Most programming languages are organized as structured blocks of statements, with some blocks nested within others. Functions, which are examples of such blocks, execute statements and other blocks contained within the them. Similarly, flow control strucutres, such as for and while loops, are blocks which can be executed several times subject to some condition. The Python programming language is an example of a language which follows this principle, and is even flexible enough to allow functions to be nested within functions!.
A code tracer program is designed which takes the name of a Python file containing a single function and outputs the Big-Oh order of complexity of that function. BlockStack class is implemented to determine the complexity of blocks with nested blocks, and use the rules of Big-Oh complexity to determine the total complexity for the function.
Imitating a simple network of routers by writing a simulator using Queues. In the field of networking, information is packed into a single entity called a packet. A packet contains the sender's information, and also extra overhead bits that describes certain properties of the packet. Some of these bits are used to determine the path it takes to maneuver through the network. Packets travel through routers across the network, until they have arrived to their specified destination.
Modeling a file system using a ternary (3-child) tree data structure. In most operating systems, files are stored in directories. These directories may contain other directories along with files. In addition to a file system, an OS typically also provides a shell, which is an interface allowing you to run programs and move through the file system.
Designing the Auction site data base using Hash Table Data structure. A very basic array can store information without a problem, but is inefficient when we are constantly storing and searching for data. The table is created to increase the efficiency and avoid such problems. Tables store data using a tuple . Ideally, this will reduce the algorithm to O(1). For this project, real auction data from ebay is utilized. The data will be in the form of an XML file. The program will read this xml file and build a hash table based on the data.
Implemented a directed graph of WebPage objects by reading pages.txt and links.txt.

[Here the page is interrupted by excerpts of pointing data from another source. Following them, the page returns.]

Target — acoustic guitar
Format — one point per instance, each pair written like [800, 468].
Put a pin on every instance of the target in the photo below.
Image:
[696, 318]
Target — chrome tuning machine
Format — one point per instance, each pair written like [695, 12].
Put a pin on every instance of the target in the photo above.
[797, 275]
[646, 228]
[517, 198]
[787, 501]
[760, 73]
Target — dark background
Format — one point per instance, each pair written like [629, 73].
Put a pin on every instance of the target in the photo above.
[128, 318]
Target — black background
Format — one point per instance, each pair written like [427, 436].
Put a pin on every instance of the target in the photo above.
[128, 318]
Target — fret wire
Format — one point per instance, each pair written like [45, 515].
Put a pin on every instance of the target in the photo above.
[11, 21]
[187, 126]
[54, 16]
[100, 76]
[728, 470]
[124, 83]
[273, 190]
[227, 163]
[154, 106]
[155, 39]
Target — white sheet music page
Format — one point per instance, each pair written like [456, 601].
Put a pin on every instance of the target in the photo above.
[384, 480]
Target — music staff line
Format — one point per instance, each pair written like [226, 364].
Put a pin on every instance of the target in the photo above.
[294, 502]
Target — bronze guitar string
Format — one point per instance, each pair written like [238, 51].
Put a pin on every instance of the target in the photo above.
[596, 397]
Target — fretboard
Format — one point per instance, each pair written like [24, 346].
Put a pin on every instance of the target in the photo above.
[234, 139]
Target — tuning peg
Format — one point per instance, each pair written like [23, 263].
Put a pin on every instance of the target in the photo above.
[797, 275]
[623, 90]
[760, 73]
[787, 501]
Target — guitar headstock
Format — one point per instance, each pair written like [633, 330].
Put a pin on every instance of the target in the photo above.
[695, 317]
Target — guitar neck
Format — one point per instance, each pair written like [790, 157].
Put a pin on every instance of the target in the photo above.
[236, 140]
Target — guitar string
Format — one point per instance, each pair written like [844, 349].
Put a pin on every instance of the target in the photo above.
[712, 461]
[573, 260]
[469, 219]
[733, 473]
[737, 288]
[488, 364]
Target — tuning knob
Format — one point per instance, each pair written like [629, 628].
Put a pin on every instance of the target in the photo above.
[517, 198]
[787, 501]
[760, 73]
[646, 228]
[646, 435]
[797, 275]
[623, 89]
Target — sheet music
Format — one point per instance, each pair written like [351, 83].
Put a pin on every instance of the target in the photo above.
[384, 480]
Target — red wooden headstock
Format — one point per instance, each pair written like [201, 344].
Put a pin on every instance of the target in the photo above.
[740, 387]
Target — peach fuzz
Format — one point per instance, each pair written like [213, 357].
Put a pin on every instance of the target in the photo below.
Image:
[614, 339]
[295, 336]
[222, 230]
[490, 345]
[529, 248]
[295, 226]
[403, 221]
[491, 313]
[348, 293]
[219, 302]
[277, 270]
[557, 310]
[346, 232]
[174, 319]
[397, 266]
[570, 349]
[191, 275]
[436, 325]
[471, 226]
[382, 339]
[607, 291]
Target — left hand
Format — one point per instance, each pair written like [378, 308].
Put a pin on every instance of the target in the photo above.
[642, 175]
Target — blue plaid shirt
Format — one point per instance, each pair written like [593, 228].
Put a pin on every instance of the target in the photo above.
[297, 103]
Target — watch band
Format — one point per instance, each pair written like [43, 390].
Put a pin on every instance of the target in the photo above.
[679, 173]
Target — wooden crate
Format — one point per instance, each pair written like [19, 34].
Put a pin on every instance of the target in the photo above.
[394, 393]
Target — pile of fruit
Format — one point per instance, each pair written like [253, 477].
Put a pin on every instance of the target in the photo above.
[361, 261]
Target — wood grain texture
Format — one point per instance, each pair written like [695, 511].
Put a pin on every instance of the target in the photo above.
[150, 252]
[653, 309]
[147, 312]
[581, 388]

Once the graph is constructed, the program will run a basic search engine that prompts the user to enter a keyword. The program will then perform the PageRank algorithm, and display the pages to the user in tabular form sorted by descending PageRank.
Smart outlet controlled by sunrise/sunset/app [IoT]
I wanted to have a night lamp that will turn on after sunset and turn off in the middle of the night/ sunrise. The timers available at Home Depot or other hardware stores only allows to set a time. Since in USA there is daylight saving time, it had to be changed. To solve this, the outlet is connected to the internet to obtain the sunset timings daily. This project used Spark core to control the power outlet and IFTTT API to obtain the timings of sunset/sunrise/weather. As shown in the video at the above link, the Outlet was turned into a IoT device. This project was a featured project on instructables website on Jan 11, 2016.